Reactivating that well months later requires enormously large-scale technical work and billions of dollars in new investment.

When limited storage capacity overflows, the system will be forced to halt oil extraction.

Although regime officials are trying to create breathing room for themselves with old tankers waiting at sea, they cannot prevent the real danger from growing from within.

Oil is the main bloodstream of this state mechanism.

When this flow stops, the state’s institutions begin going bankrupt one by one.

According to leaks obtained by the Wall Street Journal, the decision to extend the blockade indefinitely shows that the Trump administration is not offering Thran an honorable way out.

Conditions are growing increasingly severe and the system is being left to be crushed under its own weight.

So when the foreign currency entering the state’s coffers approaches zero, how do you keep that massive military and bureaucratic structure that has dominated the region for years standing on its feet?

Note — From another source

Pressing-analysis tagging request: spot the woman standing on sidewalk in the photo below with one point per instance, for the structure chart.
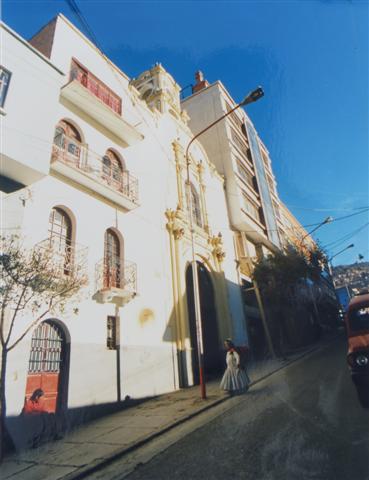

Intelligence agencies are meticulously calculating the duration the regime can keep the economy afloat using its existing oil reserves.

Despite the absence of a hot military engagement with missiles flying, Iran’s main economic lifeline is being dragged to wiped out status.

Economic isolation is devastating not only the state’s foreign trade, but also the salary system, the fundamental motivation of the internal security apparatus.

When the tankers at sea fill up and overflow and the onshore storage tanks sound the alarm, the Tehran administration will have no tangible asset left that it can convert to cash.

These data reveal that at the end of the 6- week period, Iran will face not merely a temporary logistical bottleneck, but a full-blown existential state crisis.

The closing of oil valves is merely the first stage of a devastating domino effect.

The halt of foreign currency entering the state’s coffers reflects directly on the kitchen table of the person on the street and on the wallets of the security forces protecting the regime.

In its current state, the Iranian economy is passing through an extremely severe turbulence.

The inflation rate has skyrocketed to 67%.

With the currency losing value at record levels and 2 million people losing their jobs, this crisis has pushed the country into what is essentially a survival struggle.

The shaking of the economic structure to this degree is creating a wave of destruction that penetrates every cell of the social fabric.

The state mechanism has begun distributing emergency food coupons worth $7 per person just to keep the population standing at a minimum level.

In a picture where the monthly minimum wage hovers around $130, the fact that even an ordinary block of cheese sells for $5 shows the severity of the situation.

Those distributed coupons mean not so much alleviating the desperation, but officially confessing the scale of the crisis.

While people form long lines to access basic food items, black market activities are spreading rapidly.

The government’s impetence in managing this crisis is giving rise to a silent but deeply growing accumulation of anger on the streets.

This economic crisis is also striking the security bureaucracy that keeps the state standing at its very heart.

Regimes may start loyalty with ideology, but sustainability always depends on financial power.